AOL 8.0 and discover.xml


From: "Louie M." <neural () cerebrallab com>
Date: Wed, 02 Apr 2003 19:14:07 -0800

A few employees recently installed AOL 8.0 on their PCs here at work and access AOL over our company's T1 connection. Since then I noticed that a few machines on our network were making port 80 requests to our firewall. All machines on our network has the firewall set as the internet gateway machine. ippl reported this:

Apr 1 13:04:33 http connection attempt from 192.168.1.12 (192.168.1.12:1112->192.168.1.1:80) Apr 1 13:08:19 http connection attempt from 192.168.1.16 (192.168.1.16:3599->192.168.1.1:80) Apr 1 13:17:49 http connection attempt from 192.168.1.12 (192.168.1.12:1165->192.168.1.1:80) Apr 1 13:51:30 http connection attempt from 192.168.1.12 (192.168.1.12:1289->192.168.1.1:80)

I confirmed that the request was made when the user signed onto their aol account. I have apache running on the firewall so that I could use demarc to view the snort logs. I checked the apache logs and found this in my error_log

[Tue Apr 1 13:04:35 2003] [error] [client 192.168.1.12] File does not exist: /var/www/htdocs/aol/discover.xml [Tue Apr 1 13:08:19 2003] [error] [client 192.168.1.16] File does not exist: /var/www/htdocs/aol/discover.xml [Tue Apr 1 13:17:49 2003] [error] [client 192.168.1.12] File does not exist: /var/www/htdocs/aol/discover.xml [Tue Apr 1 13:51:30 2003] [error] [client 192.168.1.12] File does not exist: /var/www/htdocs/aol/discover.xml

Does anyone know what discover.xml does for aol and why is aol looking for it on the gateway machine?

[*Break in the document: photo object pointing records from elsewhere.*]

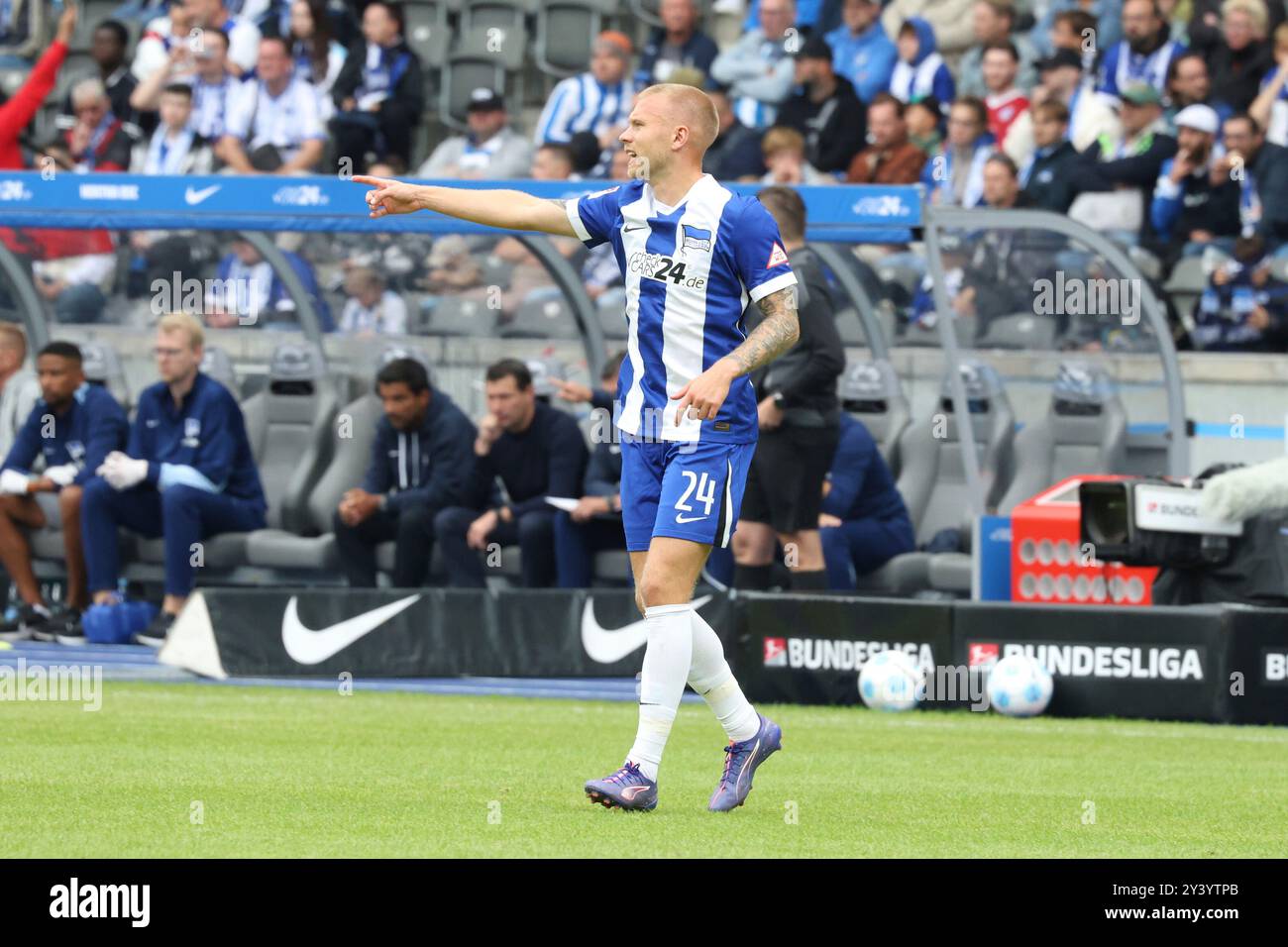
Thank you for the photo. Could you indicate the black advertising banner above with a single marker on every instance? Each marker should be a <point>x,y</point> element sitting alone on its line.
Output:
<point>810,650</point>
<point>1145,663</point>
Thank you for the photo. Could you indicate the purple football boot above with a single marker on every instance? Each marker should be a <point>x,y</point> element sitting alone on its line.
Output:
<point>741,762</point>
<point>626,789</point>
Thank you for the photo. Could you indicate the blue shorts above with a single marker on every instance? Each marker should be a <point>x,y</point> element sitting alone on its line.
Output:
<point>690,491</point>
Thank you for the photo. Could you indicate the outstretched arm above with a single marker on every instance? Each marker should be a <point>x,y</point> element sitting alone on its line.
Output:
<point>772,338</point>
<point>511,210</point>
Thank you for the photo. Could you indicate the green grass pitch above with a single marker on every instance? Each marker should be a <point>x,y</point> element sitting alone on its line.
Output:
<point>181,771</point>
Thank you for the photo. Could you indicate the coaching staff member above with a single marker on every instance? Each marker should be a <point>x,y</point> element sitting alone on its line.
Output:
<point>799,423</point>
<point>420,463</point>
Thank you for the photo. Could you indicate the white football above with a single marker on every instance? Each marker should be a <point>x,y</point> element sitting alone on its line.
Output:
<point>1019,685</point>
<point>892,681</point>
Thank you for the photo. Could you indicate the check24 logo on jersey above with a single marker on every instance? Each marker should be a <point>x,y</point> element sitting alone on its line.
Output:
<point>702,488</point>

The only thing I can think of is that maybe this is similar to how MSN messenger used SSDP to talk to the firewall to request access to the outside world. I personally use linux as my dsl router at home so I'm unfamiliar with commercial home routers, but I'm aware that they usually have a web interface to configure them and maybe discover.xml might be on these routers to auto configure port 5190 so that AOL can talk to it's server without any configuration by the user.

A google search didn't turn up anything other than a few logs with similar requests. If anyone could shed some light on this, it would be much appreciated.